In the March 2013 report United States Active Shooter Events from 2000 to 2010: Training and Equipment Implications, written by J. Pete Blair and M. Hunter Martaindale of the Advanced Law Enforcement Rapid Response Training (ALERRT) of Texas State Univesity, several different suggestions are submitted.
Research findings from that study:
- 84 Active Shooter Events (ASEs) occurred between 2000 and 1010
- The frequency of ASEs appears to be increasing
- Business locations were the most frequently attacked (37%), followed by schools (34%), and public (outdoor) venues
- The median number of people killed during ASEs is 2. The median number of people shot is 4
- The most commonly used weapon was a pistol (60%), followed by rifles (27%), and shotguns (10%)
- Attackers carried multiple weapons in 41% of the attacks
- Body armor was worn in 4% of cases
- Improvised Explosive Devices (IEDs) were brought to the scene in 2% of cases
- Some shooters attempted to deny police access to the attack site through the use of barricades
- The attacks ended before the police arrived 49% of the time. In 56% of the attacks that were still ongoing when the police arrived, the police had to use force to stop the killing
- EMS entry to the attack site is often delayed because the police must conduct a thorough search of the scene in order to declare it secure
Some Training Implications (partial list):
- Expect a fight – Training must not assume that the attacker will be dead or give-up without resistance
- Medical – Officers should be provided with training that will allow them to stabilize victims long enough for either EMD to enter the scene or for officers to transport victims to the EMS casualty collection point
- Medical – Officers should be issued the equipment they need to provide immediate lifesaving aid
- Harm Body Armor – Officers should be issued plate carriers to increase their survivability
- Patrol Rifles – Officers should be equipped with rifles to allow them to more effectively resolve ASEs
Nothing Earth shaking here that we note. Most law enforcement survival authorities and trainers, including yours truly, have recommended an aggressive response to an active killer. Frequently police officers actively hunting for the perpetrator will drive him to commit suicide (thus solving the problem) if the LE officers don’t neutralize the threat on their own. In pursuit of this aggressive response, well-trained carbine equipped officers can be more accurate and effective on target with 5.56 carbines. Recommendations for carrying a CAT – Combat Applications Tourniquet, Israeli battlefield dressing or a hemostatic bandage such as Quick Clot® as well as increased training in combat first-aid have proven lifesavers for military personnel and have filtered over into civilian police work.
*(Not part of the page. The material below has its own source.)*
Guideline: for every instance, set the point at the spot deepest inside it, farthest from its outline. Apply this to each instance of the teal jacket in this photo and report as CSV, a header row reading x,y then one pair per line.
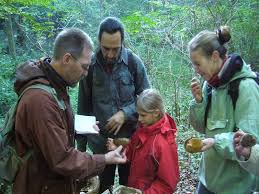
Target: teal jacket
x,y
220,171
But hard body armor or plates capable of stopping rifle fire from active killers? Actually the notion makes perfect sense.
Threat Levels of Armor
Most police body armor whether concealed beneath the duty shirt or outside the shirt in one of the popular external carriers is Level IIA. According to the National Institute of Justice, Ballistic Resistance of Body Armor; NIJ Standard-0101.06, published in July of 2008, Level IIA is designed to stop 9mm and .40 S&W handgun rounds.
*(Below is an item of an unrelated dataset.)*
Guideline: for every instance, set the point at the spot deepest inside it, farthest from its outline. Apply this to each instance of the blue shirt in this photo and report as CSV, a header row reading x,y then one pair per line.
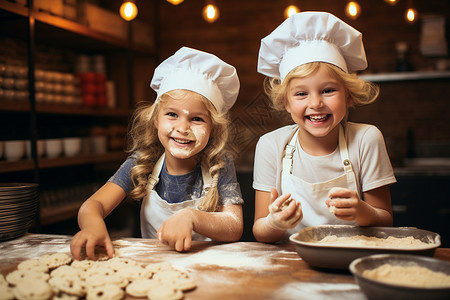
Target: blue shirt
x,y
179,188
Level II is a heavier vest and is rated to stop higher velocity 9mm rounds and .357 Magnum handgun bullets.
Type IIIA armor is rated for the even faster .357 SIG and .44 Magnum rounds. Because of the weight and thickness of Type IIIA it is usually worn as an external vest by SWAT or tactical teams.
Type III is rated for rifles and can be a conjunction design to be worn in addition to soft body or a plate or armor that can withstand 7.62 X 52mm (.308 Winchester).
Type IV armor has been certified by the NIJ to withstand .30 caliber, armor piercing rounds. This can be a stand-alone plate or a conjunction design.